Within this directory, the datasets are named with standard ONE file naming conventions. Files that are not withing the right directory structure or that don’t have a valid filename will not be added to the cache tables. Before building the cache you should check that your datasets are ALF compliant:

[9]:
from one.alf.spec import is_valid
assert all(is_valid(x) for x in os.listdir(session_path))

Generating the cache

Now let’s see how you would release data in ONE standard if you are a data producer. Before zipping and uploading, you need to create the index files, which is done with one line of code. This should take about 3 minutes for the current behavioral data.

Note.

The option hash_files creates a hash of each file which allows ONE to detect when files have changed - this is good for dynanmic data stored on an Alyx but is not necessary for release of zipped data on a website.

[3]:
print('Building ONE cache from filesystem...')
One.setup(cache_dir, hash_files=False)
Building ONE cache from filesystem...
Out[3]:
One (offline, C:\Users\User\Downloads\ONE\my_example)

Checking the cache

Now the files are indexed you can use ONE search and load commands as you would with remote data.

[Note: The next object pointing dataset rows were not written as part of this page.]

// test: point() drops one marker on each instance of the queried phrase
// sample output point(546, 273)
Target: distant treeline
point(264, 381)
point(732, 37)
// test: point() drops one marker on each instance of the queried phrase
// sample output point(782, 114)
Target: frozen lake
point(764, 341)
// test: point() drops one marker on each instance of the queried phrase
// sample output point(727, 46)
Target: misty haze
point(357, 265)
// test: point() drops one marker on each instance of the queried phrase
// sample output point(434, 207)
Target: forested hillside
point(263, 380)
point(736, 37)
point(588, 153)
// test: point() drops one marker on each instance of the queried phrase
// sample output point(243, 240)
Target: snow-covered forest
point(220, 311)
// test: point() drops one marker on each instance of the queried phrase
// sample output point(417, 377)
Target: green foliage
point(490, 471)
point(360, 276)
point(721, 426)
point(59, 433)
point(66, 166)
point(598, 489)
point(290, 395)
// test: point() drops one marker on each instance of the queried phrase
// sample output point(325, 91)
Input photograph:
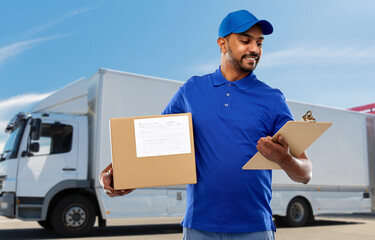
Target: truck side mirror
point(35, 129)
point(34, 147)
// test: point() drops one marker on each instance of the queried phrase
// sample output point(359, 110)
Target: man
point(233, 112)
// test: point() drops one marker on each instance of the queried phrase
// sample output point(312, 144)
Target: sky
point(321, 52)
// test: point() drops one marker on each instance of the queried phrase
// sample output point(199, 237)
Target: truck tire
point(298, 213)
point(73, 216)
point(46, 224)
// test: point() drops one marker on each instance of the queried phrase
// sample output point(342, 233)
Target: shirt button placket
point(227, 97)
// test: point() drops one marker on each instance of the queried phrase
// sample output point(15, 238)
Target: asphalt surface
point(351, 226)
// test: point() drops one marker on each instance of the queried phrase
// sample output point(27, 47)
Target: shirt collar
point(244, 83)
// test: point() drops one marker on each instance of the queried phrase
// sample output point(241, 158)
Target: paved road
point(359, 226)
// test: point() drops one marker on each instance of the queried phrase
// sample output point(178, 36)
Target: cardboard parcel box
point(152, 151)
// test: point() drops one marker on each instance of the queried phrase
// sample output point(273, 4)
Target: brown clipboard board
point(298, 134)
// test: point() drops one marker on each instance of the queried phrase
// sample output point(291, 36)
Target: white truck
point(50, 164)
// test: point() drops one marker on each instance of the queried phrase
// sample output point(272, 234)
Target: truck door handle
point(69, 169)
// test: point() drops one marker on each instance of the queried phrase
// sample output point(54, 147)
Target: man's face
point(245, 49)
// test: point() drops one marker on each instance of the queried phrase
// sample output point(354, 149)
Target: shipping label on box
point(152, 151)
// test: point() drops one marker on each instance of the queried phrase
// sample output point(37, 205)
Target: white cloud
point(319, 55)
point(57, 20)
point(19, 47)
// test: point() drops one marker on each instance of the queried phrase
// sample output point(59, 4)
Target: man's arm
point(106, 179)
point(299, 169)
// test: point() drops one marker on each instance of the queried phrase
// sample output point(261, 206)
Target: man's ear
point(222, 42)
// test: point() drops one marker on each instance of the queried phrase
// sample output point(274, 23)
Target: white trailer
point(50, 165)
point(343, 161)
point(51, 162)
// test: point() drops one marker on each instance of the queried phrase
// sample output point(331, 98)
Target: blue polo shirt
point(228, 120)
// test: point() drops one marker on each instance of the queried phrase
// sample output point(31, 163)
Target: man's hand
point(299, 168)
point(106, 179)
point(275, 152)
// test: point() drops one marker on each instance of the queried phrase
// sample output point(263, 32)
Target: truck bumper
point(7, 205)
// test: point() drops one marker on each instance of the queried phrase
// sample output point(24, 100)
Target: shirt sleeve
point(177, 104)
point(281, 115)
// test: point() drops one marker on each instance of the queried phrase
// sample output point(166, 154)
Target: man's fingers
point(282, 141)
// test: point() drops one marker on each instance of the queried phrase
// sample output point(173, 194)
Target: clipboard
point(298, 134)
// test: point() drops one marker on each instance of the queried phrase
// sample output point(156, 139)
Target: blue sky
point(321, 52)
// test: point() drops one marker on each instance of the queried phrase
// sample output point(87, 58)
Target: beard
point(239, 65)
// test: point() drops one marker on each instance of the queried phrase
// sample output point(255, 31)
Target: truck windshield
point(13, 143)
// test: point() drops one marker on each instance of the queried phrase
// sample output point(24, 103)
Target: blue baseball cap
point(240, 21)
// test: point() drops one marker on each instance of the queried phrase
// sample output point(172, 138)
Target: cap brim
point(264, 24)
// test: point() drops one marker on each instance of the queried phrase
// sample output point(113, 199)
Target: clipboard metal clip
point(308, 117)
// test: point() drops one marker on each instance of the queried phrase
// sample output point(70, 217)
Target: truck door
point(55, 160)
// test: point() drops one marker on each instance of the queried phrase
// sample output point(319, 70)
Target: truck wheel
point(73, 216)
point(297, 213)
point(45, 224)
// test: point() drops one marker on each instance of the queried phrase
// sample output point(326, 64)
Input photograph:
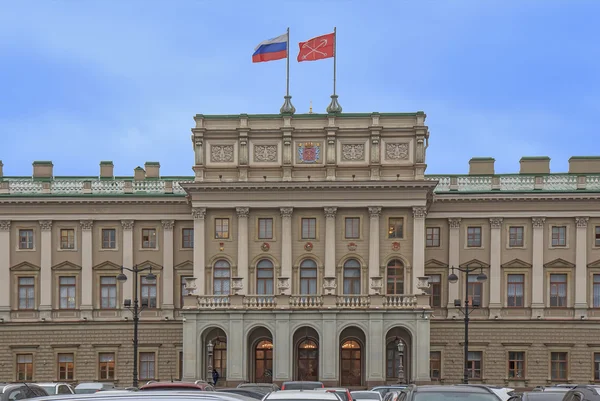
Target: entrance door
point(351, 364)
point(263, 362)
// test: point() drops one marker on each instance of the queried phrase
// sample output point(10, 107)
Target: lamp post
point(135, 309)
point(453, 278)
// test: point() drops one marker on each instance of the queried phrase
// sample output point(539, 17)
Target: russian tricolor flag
point(272, 49)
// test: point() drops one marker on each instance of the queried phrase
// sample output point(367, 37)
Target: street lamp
point(453, 278)
point(150, 277)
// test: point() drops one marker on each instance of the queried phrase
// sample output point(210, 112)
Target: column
point(167, 274)
point(5, 270)
point(537, 273)
point(453, 260)
point(330, 213)
point(199, 214)
point(127, 287)
point(374, 214)
point(495, 278)
point(581, 303)
point(87, 278)
point(243, 213)
point(286, 244)
point(418, 267)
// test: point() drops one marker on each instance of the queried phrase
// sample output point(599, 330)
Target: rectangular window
point(515, 287)
point(432, 237)
point(435, 365)
point(558, 290)
point(474, 237)
point(25, 239)
point(24, 367)
point(435, 281)
point(516, 365)
point(149, 238)
point(148, 290)
point(474, 364)
point(559, 236)
point(309, 228)
point(515, 237)
point(67, 289)
point(26, 293)
point(187, 238)
point(67, 238)
point(66, 367)
point(559, 366)
point(352, 227)
point(396, 227)
point(106, 365)
point(265, 228)
point(108, 292)
point(109, 238)
point(147, 364)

Let’s search for all sessions of subject NYU-01, that have behavioral trial data, then make a plot of reaction time vs. trial number which we obtain by subtracting the time of the go cue onset from the feedback (i.e. reward or failure) time.

For more information on listing, searching and loading data see the API guides

[6]:
import matplotlib.pyplot as plt
%matplotlib inline

one = One(cache_dir=cache_dir)

# Searching for behaviour experiment by subject
subject = 'NYU-01'
eids = one.search(subject=subject, dataset=['trials.goCue_times', 'trials.feedback_times'])
print(f'There are {len(eids)} behaviour sessions for subject "{subject}"')

# Load the trials object for this session
trials = one.load_object(eids.pop(), 'trials')

# Make the plot
plt.plot(trials.feedback_times - trials.goCue_times, '.')
plt.ylabel('reaction time / s')
plt.xlabel('trial #');
There are 98 behaviour sessions for subject "NYU-01"
../_images/notebooks_data_sharing_9_1.png

Now to release the data, just zip up the directory and upload to your favourite web hosting service!

Note.

If you are using an Alyx database instance, this is not the correct way to release data or generate cache files as the UUIDs will not match. Instead, generate the cache through the database one_cache management command. If you are using Alyx and wish to share accessed dataset UUIDs with others, see recording data access.